Dialysis Reform Will Be On The California Ballot Yet Again. Does It Stand A Chance?
Source: The Sacramento Bee, by Owen Tucker-Smith
Once again, California’s largest healthcare workers union is campaigning for dialysis reform — but they face powerful opponents.
It’s deja-vu for the California political scene, where such a battle transpires repeatedly. This time around, SEIU-United Healthcare Workers West is advocating for a ballot initiative that would require a physician assistant, physician or nurse practitioner to monitor patient dialysis treatments.
The union pushed similar policies in 2018 and 2020, but both measures failed by significant margins. On Monday, Secretary of State Shirley Weber said that the 2022 measure had collected over 685,534 valid signatures, making it eligible for the November ballot.
“There’s just so much improvement that can be made, and there’s plenty of resources in the industry to make those improvements,” SEIU-UHW research director David Miller told the Bee. “That’s the tension: there’s enormous profitability, then you meet folks of enormous need, and you realize that some of that money should be diverted to patient care.”
Historically, these measures have faced opposition from organizations like the California Medical Association and giants in the dialysis industry. Now, a coalition that includes the state’s Dialysis Council, the California Taxpayer Protection Committee, the California Chamber of Commerce and many medical societies and associations are organizing to shut down the initiative.
Dialysis reform naysayers hold that forcing clinics to hire more physicians would cost too much. A fiscal report from the state estimates that the measure could raise health care costs for state and local governments “by low tens of millions of dollars annually.” The policy, according to the report, would boost clinics’ costs by by “several hundred thousand dollars” annually.
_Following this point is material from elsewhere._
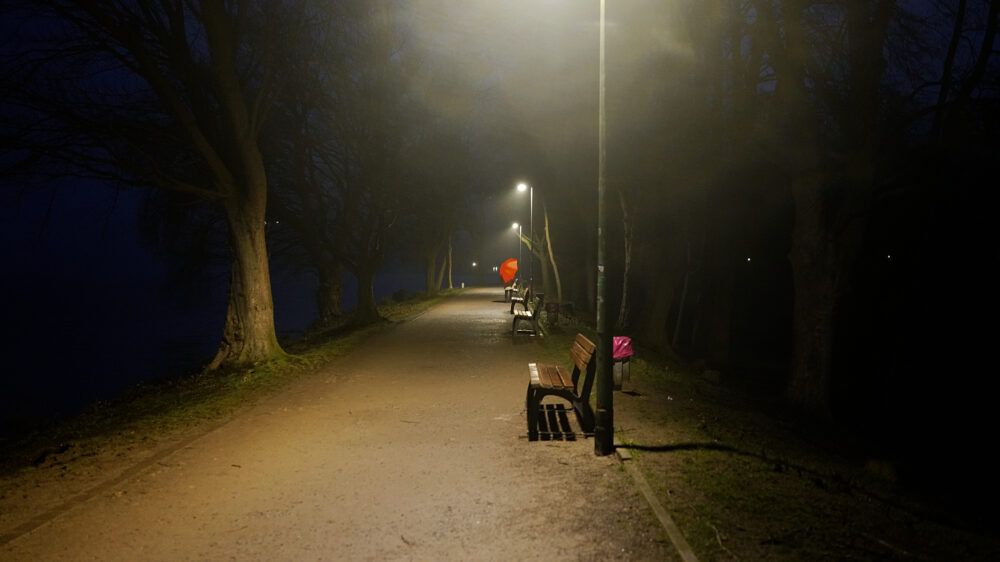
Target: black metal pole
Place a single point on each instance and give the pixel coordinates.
(531, 229)
(604, 423)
There are an estimated 80,000 dialysis patients in California. The industry says that the rising costs would end up shutting down clinics. Miller refuted this theory, and said the massive campaign against the proposition has generated misconceptions.
“Most of the misconceptions are generated by the spending against the measure, rather than a thoughtful debate about the policy itself,” he added.
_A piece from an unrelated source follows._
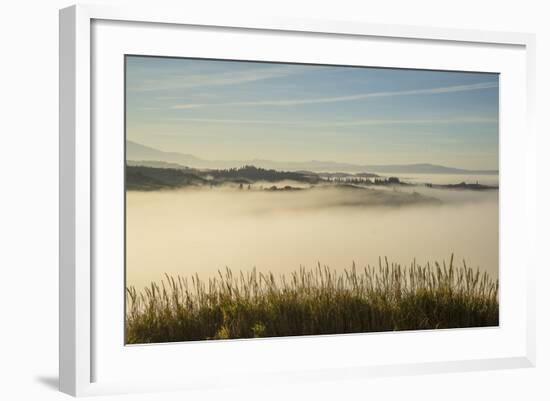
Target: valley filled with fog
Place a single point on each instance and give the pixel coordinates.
(203, 229)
In 2018, the union spearheaded Proposition 8, which would have increased staffing and worker pay by capping revenues clinics could keep. At the time, SEIU-UHW ran a campaign on emotional stories of clinic mistreatment, and on the message that clinic workers were underpaid and overworked.
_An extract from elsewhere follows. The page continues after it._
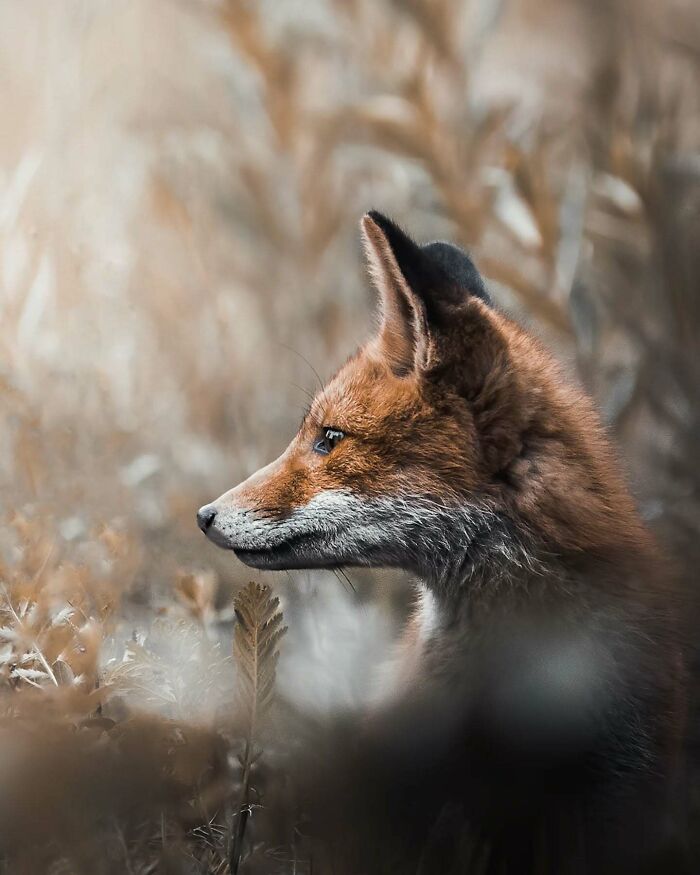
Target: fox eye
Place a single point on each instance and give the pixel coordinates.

But Prop 8 failed. It was the priciest proposition on the ballot, and while the union got their hands on $18 million to support it, the campaign was outspent six-to-one by the state’s dialysis industry.
Then came Proposition 23, two years later in 2020. The measure required one physician to be present during treatment; it also would force clinics to report infection data to California — not just to the federal government. Prop 23 failed too, and only 36% of voters approved of the idea.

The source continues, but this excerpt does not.